Data is the currency of any business – but some are using it better than others. First-party data is relatively new and evolving in the digital space. It holds immense power and can influence so many other parts of businesses – from analytics to strategy and beyond.
What exactly is first-party data, and why is it so important?
First-party data is unique as it collects information from a company’s customer base, subscribers, and website visitors. Data is collected when they interact with a website, marketing, or make a purchase. First-party data is valuable as it comes directly from customers and offers unique behaviour insights, revealing how they interact with your brand.
Flow recently hosted a panel discussion around 1st party data, unpacking its power and application. Moderated by Flow Co-Founder and Co-CEO Gil Sperling with guests Simoné Frost, Senior Manager: Digital Marketing COE at Telesure Investment Holdings; Takalani Masikhwa, Digital Lead & Strategist at Mindshare; Shakeel Abrahams, Digital & Technology Lead at PHD and Paul de Beer, Chief Analytics Officer at Omnisient.
Here are some of the key takeaways from the conversation:
1. Your Next Competitive Advantage: First-Party Data
There was a clear focus on using first-party data in conjunction with existing activities to avoid data saturation from platforms like Meta. Introducing first-party data can unlock market growth and boost campaign performance, elevating your digital advertising strategy.
Sperling’s insight guides businesses on how to get ahead of their competition and into the flow of things: “The problem is that the competition for data is high, so it’s becoming saturated and inefficient. You can use your unique data to mitigate that”.
Abrahams agreed and challenged misconceptions around budget reallocation, emphasising how essential it is to understand your data. Masikhwa added a crucial point – first-party data should enhance, not replace, existing activities, offering exponential performance and improved data quality. By navigating the complexities of data in your campaigns, you can leverage first-party data strategically to optimise your marketing efforts, getting you ahead of your competition.
2. The Road to Firsty-Party Data Success
Language models are changing how companies improve, grow, and make money, which is why there’s a move towards using their data instead of relying on others. To succeed with first-party data, you must collaborate internally and externally, be strategically creative, use targeted approaches, and recognise the data’s value.
On the road to first-party data success in agency dynamics, Masikhwa highlighted the importance of tailoring approaches to your clients that are at different stages in their business cycle: “Clients are in different business cycles, so it’s up to us to find little pockets to enhance what we do to achieve client objectives.” Abrahams agreed and highlighted that developing data from campaign activations and client planning has a pivotal role, especially in transitioning to a first-party data strategy amidst the phasing out of cookies.
Masikhwa cautioned that successfully activating and aligning messaging with audiences poses challenges in the industry despite increased discussions in boardrooms around first-party data adoption, for which Frost and De Beer provided a solution – with collaboration, strategic creativity, and targeting, businesses can use data to its full potential.
3. Navigating First-Party Data Privacy and Compliance
Moving from agency dynamics to the intricacies of data privacy and compliance, De Beer emphasises, “When you capture data, you’re responsible for it, and it should never leave your firewall”. In a time of heightened privacy legislation, understanding how to protect and store data is critical.
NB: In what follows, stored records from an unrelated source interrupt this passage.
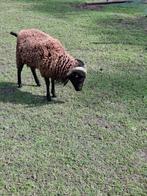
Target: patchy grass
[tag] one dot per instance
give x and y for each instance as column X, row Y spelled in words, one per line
column 87, row 143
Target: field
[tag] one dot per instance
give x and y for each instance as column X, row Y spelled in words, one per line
column 92, row 142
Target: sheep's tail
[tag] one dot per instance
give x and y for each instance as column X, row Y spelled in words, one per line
column 14, row 34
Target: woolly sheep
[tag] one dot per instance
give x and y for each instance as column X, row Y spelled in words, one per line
column 39, row 50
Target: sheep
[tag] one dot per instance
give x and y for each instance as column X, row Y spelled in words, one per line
column 39, row 50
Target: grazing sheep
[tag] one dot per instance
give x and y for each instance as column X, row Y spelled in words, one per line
column 39, row 50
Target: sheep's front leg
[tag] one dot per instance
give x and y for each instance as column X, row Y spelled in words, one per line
column 35, row 76
column 53, row 88
column 47, row 89
column 19, row 69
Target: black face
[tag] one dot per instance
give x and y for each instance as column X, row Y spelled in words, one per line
column 77, row 80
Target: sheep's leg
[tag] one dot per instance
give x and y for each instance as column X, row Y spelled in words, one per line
column 47, row 89
column 19, row 69
column 35, row 76
column 53, row 88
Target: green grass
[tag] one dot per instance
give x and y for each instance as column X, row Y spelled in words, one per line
column 87, row 143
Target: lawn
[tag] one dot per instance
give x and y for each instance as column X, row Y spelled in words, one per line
column 92, row 142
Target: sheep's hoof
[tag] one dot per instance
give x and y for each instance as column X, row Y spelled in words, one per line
column 54, row 96
column 19, row 85
column 49, row 99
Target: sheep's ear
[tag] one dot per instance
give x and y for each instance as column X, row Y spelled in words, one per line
column 66, row 81
column 81, row 63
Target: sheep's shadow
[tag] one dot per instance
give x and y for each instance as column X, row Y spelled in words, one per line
column 10, row 93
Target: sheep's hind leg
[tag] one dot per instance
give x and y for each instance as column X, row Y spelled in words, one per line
column 47, row 89
column 19, row 70
column 35, row 76
column 53, row 88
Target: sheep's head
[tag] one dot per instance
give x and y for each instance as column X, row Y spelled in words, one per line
column 77, row 76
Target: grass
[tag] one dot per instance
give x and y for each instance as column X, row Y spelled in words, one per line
column 87, row 143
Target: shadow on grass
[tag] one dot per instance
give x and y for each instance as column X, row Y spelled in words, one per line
column 9, row 93
column 51, row 6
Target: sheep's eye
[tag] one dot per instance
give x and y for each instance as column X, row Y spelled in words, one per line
column 76, row 76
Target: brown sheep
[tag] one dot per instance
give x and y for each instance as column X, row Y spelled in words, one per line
column 39, row 50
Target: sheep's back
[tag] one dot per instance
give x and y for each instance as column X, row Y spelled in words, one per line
column 37, row 49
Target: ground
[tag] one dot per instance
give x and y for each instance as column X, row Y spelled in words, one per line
column 87, row 143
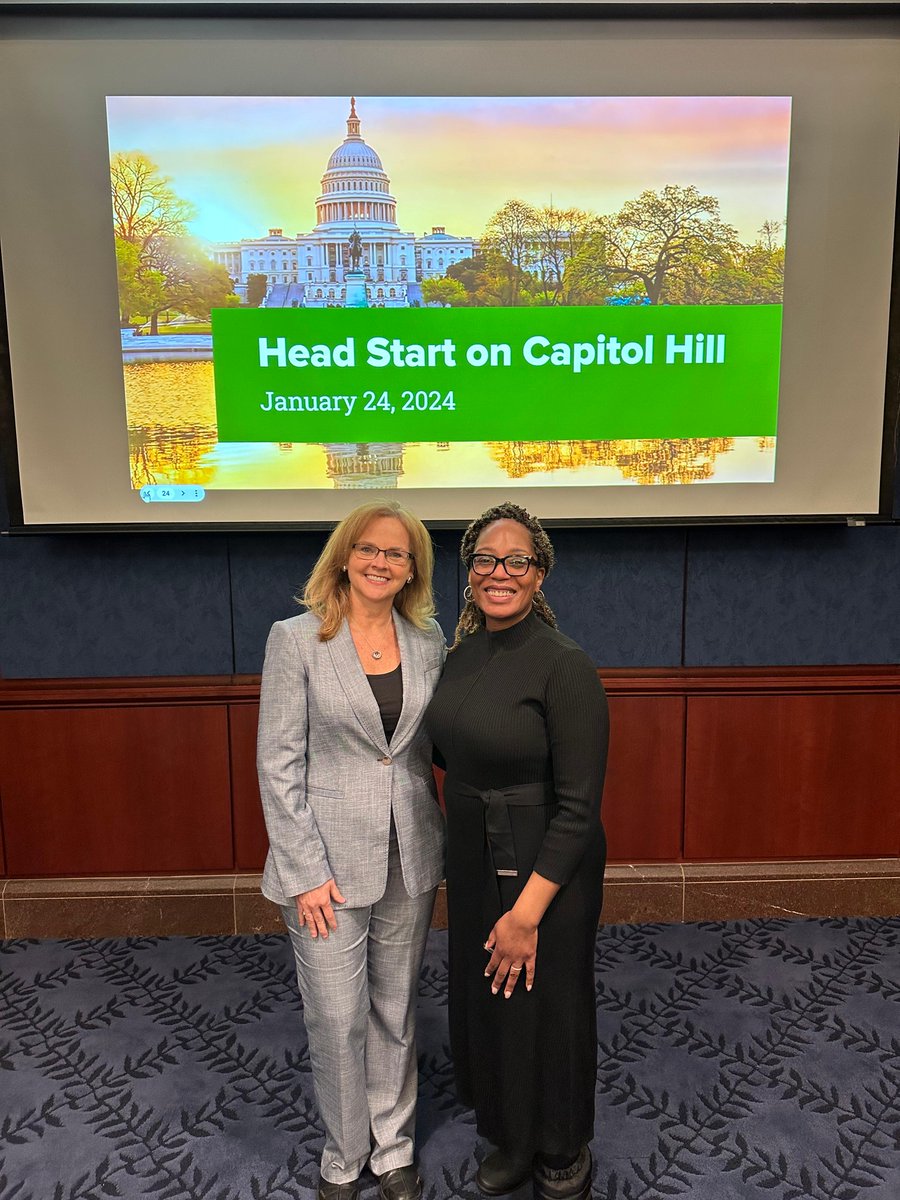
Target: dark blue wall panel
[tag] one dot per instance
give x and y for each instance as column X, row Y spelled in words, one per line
column 618, row 593
column 778, row 595
column 114, row 605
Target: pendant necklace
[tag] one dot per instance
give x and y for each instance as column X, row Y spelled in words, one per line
column 376, row 654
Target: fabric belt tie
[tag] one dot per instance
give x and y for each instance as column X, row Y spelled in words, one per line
column 498, row 828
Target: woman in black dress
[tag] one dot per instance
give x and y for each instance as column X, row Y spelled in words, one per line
column 521, row 723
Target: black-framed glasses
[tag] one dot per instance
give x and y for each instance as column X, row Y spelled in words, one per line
column 513, row 564
column 395, row 556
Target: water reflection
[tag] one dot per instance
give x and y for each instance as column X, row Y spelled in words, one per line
column 641, row 461
column 173, row 438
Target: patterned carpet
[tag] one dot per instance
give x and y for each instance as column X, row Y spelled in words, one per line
column 737, row 1060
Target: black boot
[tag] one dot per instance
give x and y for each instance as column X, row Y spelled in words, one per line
column 570, row 1182
column 501, row 1173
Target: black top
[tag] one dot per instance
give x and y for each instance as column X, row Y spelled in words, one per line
column 522, row 706
column 388, row 690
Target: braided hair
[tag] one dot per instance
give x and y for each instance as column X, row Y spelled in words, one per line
column 472, row 618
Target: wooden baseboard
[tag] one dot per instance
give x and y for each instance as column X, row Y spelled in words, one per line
column 195, row 905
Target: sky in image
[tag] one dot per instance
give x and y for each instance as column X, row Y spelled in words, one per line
column 252, row 163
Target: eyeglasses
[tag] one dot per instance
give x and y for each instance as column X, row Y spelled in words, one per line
column 513, row 564
column 394, row 556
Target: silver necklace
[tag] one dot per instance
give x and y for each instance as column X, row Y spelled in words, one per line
column 376, row 654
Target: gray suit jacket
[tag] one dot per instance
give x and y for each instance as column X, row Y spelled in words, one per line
column 328, row 779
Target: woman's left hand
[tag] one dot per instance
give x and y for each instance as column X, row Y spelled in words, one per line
column 514, row 946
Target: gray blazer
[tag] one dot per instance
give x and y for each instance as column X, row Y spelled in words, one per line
column 328, row 779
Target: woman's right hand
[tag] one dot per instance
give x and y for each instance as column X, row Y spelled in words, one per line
column 315, row 909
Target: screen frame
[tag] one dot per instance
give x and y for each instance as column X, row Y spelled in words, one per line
column 174, row 11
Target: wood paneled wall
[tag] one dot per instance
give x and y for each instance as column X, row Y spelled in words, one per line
column 157, row 775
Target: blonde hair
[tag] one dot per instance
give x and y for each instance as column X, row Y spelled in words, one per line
column 472, row 618
column 328, row 589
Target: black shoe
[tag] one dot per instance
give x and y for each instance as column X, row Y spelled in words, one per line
column 329, row 1191
column 570, row 1182
column 400, row 1183
column 501, row 1173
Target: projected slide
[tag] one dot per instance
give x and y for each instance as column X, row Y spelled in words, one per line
column 454, row 292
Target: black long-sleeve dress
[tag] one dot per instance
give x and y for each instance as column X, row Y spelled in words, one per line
column 522, row 713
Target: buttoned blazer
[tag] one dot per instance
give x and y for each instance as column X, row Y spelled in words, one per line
column 328, row 779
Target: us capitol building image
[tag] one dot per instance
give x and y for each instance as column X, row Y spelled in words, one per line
column 307, row 271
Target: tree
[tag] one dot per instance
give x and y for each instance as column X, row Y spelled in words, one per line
column 509, row 246
column 144, row 205
column 141, row 291
column 445, row 292
column 257, row 287
column 160, row 265
column 657, row 241
column 484, row 289
column 559, row 235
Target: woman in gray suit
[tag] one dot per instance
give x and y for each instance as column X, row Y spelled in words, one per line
column 355, row 834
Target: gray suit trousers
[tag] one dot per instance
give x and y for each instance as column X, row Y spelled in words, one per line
column 359, row 989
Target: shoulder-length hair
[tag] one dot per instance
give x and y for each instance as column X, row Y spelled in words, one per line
column 328, row 591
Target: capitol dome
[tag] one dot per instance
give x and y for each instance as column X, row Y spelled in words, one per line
column 354, row 153
column 355, row 189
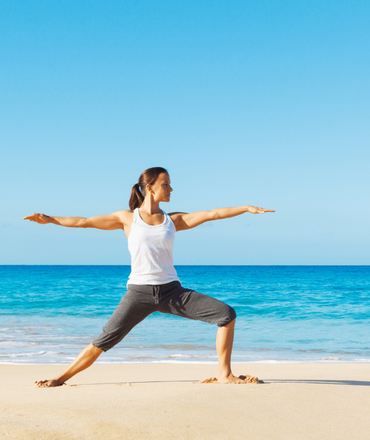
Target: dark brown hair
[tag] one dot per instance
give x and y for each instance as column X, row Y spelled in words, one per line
column 147, row 177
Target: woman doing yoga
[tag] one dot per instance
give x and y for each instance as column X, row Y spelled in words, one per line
column 153, row 284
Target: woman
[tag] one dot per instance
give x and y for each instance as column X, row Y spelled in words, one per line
column 153, row 284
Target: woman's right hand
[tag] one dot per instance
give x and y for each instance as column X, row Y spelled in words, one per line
column 38, row 218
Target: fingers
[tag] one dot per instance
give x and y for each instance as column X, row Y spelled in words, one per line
column 36, row 217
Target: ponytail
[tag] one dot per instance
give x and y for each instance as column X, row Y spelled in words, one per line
column 136, row 198
column 148, row 177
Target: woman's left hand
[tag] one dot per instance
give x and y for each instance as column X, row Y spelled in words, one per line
column 255, row 210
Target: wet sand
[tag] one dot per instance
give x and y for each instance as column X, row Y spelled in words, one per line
column 297, row 402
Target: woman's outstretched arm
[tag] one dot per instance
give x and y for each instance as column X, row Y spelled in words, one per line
column 185, row 221
column 110, row 222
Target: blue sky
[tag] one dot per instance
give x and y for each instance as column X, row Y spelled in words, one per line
column 245, row 102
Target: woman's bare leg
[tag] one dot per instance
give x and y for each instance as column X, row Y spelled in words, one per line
column 224, row 346
column 86, row 358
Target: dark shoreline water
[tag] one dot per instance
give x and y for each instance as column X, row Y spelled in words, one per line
column 285, row 313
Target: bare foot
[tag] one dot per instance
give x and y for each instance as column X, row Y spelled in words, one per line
column 232, row 380
column 48, row 383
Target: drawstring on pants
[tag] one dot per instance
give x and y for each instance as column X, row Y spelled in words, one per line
column 156, row 290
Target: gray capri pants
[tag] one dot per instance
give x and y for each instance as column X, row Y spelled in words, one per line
column 142, row 300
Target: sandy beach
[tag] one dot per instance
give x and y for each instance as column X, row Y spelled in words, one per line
column 161, row 401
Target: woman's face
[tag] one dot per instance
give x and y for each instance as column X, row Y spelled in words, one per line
column 162, row 189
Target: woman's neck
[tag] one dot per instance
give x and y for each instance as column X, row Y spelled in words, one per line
column 150, row 206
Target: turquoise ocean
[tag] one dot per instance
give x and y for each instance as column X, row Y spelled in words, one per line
column 285, row 314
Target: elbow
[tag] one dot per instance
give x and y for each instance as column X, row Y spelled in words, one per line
column 213, row 215
column 83, row 223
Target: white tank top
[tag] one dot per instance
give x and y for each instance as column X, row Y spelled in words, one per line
column 151, row 251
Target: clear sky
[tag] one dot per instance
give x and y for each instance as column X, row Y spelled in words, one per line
column 244, row 102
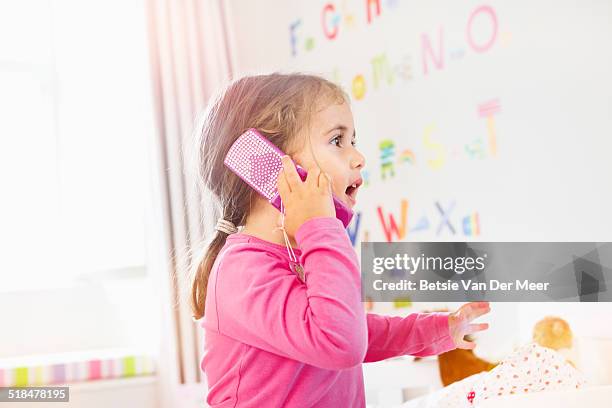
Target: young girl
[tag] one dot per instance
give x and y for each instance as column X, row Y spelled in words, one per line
column 275, row 338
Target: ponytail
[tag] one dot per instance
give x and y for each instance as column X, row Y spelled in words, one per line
column 202, row 274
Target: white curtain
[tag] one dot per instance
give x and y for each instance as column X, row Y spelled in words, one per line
column 190, row 59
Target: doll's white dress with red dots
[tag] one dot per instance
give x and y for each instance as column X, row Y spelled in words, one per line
column 531, row 368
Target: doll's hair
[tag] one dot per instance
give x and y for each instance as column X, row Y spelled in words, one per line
column 280, row 106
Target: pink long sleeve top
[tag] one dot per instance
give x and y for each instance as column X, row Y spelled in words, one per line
column 273, row 341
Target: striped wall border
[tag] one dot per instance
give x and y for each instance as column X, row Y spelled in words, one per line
column 77, row 371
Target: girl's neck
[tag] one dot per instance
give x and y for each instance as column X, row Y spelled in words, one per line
column 262, row 222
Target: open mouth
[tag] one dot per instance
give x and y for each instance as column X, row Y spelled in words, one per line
column 351, row 190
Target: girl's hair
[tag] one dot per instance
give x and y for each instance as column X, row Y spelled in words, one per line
column 279, row 106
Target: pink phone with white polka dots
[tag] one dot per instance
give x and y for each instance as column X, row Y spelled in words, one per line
column 257, row 161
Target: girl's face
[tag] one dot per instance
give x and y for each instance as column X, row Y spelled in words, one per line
column 333, row 144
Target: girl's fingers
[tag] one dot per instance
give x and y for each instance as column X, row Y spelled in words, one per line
column 473, row 328
column 312, row 178
column 325, row 182
column 466, row 345
column 291, row 174
column 474, row 309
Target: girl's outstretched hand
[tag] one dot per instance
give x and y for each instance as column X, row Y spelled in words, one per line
column 459, row 323
column 303, row 200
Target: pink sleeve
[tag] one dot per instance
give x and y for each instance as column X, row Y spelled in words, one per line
column 259, row 301
column 418, row 334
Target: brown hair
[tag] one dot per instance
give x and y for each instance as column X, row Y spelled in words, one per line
column 279, row 106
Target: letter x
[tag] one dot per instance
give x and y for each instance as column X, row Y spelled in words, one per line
column 445, row 215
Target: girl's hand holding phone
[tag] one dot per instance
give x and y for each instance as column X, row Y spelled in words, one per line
column 459, row 323
column 303, row 200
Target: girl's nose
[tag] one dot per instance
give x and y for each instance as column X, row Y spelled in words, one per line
column 358, row 161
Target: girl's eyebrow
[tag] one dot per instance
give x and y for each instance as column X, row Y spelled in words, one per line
column 341, row 127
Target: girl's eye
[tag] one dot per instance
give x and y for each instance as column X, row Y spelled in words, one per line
column 338, row 137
With access to resources, you can utilise a framework for compliant first-party data to guide your business decision-making.
By understanding how to protect, store, and collaborate with anonymised data, companies can use customer behaviour insights to make decisions and improve interactions. De Beer envisions an educational shift aligned with the vision of a compliant future where data’s external value grows exponentially through responsible, collaborative, and monetisable approaches.
4. Understand Customer Behaviour with First-Party Data
The final key takeaway was that accessing and harmonising anonymous data will help you better understand your customers.
Frost mentioned that unified behaviour data is invaluable, while Masikhwa emphasised the efficiency of using external, anonymised data for targeted marketing. “For example, you can access external, anonymised data that says someone is banking with X bank and has Y card. That data can acquire new customers and cross-sell to that audience. It gives a company more efficient use of budget,” Masikhwa explains.
This collective perspective encourages businesses to break free from platform dependency, collaborate strategically, and better understand customers.
From unlocking market growth to navigating privacy compliance, it’s clear that businesses must adapt to take advantage of the power of first-party data. As a business, you can use the critical drivers to bridge the gap between data science and marketing. With a compliant future, data value will grow through responsible practices.
Ultimately, suppose data is the ‘new oil’. In that case, first-party data is the fuel cell that will propel your businesses into a long generation of long-range vehicles – a new age of precise, cost-efficient results, making it a turning point for your business in the ever-evolving data-driven landscape.